RLLIB not working with Tune with sample batch input

My issue is that RLLIB is not properly logging metrics back to tune when training a model using sample batches. My config has no ENV parameter set, it only uses input sample batches. When metrics come back to tune the episode reward mean is seen as “nan” and so a best trial cannot be found when searching hyperparameters.

A similar issue was posted here but that fix specifically only solved the problem for the PolicyClient/PolicyServerInput usage of RLLIB. I am not using those objects here to train the DQN model. I am just training the model directly on the cluster without using the server.

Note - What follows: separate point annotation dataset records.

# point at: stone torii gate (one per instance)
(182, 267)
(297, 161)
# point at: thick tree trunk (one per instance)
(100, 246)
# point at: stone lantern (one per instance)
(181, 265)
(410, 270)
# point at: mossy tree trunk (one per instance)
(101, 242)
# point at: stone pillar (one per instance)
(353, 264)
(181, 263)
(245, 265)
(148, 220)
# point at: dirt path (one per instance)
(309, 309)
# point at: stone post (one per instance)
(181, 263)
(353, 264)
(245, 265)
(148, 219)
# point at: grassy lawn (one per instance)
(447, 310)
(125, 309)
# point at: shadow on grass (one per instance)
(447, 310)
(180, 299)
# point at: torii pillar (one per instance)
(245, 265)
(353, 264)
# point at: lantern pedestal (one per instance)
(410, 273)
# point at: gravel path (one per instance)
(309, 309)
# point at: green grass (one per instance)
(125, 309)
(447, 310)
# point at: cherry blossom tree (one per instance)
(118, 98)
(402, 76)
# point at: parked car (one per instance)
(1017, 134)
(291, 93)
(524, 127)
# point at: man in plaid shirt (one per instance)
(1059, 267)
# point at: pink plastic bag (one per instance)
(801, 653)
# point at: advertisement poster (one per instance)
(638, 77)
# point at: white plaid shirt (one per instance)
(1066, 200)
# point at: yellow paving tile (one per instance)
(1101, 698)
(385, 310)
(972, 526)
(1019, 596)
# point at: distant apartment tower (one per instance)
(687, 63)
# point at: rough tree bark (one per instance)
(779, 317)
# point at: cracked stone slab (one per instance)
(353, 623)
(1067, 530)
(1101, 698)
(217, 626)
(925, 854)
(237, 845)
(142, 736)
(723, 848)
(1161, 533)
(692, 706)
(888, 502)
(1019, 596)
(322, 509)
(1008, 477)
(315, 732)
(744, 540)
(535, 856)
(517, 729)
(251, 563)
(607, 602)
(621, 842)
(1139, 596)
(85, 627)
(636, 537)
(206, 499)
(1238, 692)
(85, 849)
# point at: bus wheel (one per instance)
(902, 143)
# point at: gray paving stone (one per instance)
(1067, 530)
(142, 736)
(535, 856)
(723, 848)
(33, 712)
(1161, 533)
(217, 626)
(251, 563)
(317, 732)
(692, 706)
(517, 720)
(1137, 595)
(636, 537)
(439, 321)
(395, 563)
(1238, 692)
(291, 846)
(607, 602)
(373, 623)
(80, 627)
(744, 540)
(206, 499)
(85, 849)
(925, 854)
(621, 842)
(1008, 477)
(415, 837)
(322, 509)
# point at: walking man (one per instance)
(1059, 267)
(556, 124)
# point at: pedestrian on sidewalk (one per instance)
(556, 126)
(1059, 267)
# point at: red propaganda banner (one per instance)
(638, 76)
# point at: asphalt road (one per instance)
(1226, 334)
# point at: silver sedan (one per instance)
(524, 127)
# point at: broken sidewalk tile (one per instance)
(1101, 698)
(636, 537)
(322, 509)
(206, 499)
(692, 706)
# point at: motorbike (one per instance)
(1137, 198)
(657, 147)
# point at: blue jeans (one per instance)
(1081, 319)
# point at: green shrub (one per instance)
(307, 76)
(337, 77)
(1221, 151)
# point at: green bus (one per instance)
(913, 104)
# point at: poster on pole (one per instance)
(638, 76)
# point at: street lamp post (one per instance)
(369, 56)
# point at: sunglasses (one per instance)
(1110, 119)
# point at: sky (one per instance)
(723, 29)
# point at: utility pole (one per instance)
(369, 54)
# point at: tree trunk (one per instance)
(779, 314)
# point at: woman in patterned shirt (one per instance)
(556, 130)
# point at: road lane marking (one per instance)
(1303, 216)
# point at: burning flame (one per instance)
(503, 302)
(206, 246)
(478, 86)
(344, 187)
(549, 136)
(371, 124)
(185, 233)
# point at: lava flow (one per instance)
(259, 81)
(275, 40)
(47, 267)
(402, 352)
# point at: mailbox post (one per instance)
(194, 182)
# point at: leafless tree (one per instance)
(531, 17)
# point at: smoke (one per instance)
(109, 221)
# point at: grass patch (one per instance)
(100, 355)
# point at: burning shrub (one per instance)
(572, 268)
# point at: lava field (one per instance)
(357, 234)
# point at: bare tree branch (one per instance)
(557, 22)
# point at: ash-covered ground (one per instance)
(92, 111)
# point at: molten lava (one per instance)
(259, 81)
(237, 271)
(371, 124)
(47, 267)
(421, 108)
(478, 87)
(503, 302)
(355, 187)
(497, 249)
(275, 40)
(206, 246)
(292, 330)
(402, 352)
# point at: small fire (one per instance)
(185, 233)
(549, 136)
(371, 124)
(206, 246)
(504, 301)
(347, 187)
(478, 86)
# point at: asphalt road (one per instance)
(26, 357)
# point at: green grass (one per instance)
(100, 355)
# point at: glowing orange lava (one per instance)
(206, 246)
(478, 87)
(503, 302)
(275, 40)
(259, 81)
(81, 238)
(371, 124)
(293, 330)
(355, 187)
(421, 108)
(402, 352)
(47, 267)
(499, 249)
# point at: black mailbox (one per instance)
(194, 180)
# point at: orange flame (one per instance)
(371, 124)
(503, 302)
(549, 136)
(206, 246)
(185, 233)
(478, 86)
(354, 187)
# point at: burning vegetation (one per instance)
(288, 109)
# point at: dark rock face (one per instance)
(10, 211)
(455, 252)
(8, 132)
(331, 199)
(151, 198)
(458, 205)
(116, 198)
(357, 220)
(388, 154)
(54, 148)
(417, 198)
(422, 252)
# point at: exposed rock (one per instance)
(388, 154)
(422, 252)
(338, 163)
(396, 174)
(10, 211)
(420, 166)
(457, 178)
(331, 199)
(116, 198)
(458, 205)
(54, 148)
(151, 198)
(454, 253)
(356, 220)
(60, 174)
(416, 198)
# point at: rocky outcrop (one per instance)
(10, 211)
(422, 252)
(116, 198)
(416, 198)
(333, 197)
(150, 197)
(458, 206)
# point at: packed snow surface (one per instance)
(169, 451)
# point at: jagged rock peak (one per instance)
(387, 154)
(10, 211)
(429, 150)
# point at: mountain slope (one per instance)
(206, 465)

Can we have a similar fix integrated for the use case below, where I do not use the policyclient objects directly? There seems to be an issue with the trainer object not having an ENV for tune to interact with.

ENV_CONFIG = {
    'env': None,
    'observation_space': gym.spaces.Box(-np.inf, np.inf, shape=(STATE_DIM,)),
    'action_space': gym.spaces.Discrete(ACTION_DIM),
}
analysis = tune.run(dqn.DQNTrainer,
                    name='dqn-agent-model',
                    config={"framework": "torch",
                            "num_workers": 1,
                            "num_gpus": 0 if DEBUG else 1,
                            'batch_mode': 'complete_episodes',
                            "input": os.path.join(os.getcwd(), sample_batch_path),
                            **DQN_TRAIN_CONFIG,
                            **ENV_CONFIG,
                            },
                    stop={"training_iteration": 3},
                    keep_checkpoints_num=3,
                    local_dir=checkpoint_path,
                    sync_config=tune.SyncConfig(syncer=None)
                    )
best_trial = analysis.get_best_trial(metric='episode_reward_mean', mode='max', scope='all')
print(best_trial)
best = analysis.get_best_checkpoint(best_trial, metric='episode_reward_mean', mode='max')
print(best)
return best
3 Likes

@arturn are you able to help with this?

Hi @Jason_Weinberg ,

There will be no episode rewards if you do not step through an environment.
You can use OPE methods to get an estimate of how well your policy is doing.

Have a look at how we test OPEs to get an impression! :slight_smile:

Would it not be possible to just integrate the dummy metric collector into the algorithm code itself? In a real world scenario we don’t have environments and we do still have episode rewards. This seems to be a remnant of attaching to the idea of simulator environments.

Sorry, I’m unable to follow. Could you elaborate on…

In a real world scenario we don’t have environments and we do still have episode rewards.

?

If you for example deploy your trained policy as some controller in an industrial system, you might not have access to certain sensory values to compute rewards. But you could possibly gain access and compute rewards.
In offline learning you do not even step through the environment so where would this data ever come from? It can only come from OPE and that’s what we offer.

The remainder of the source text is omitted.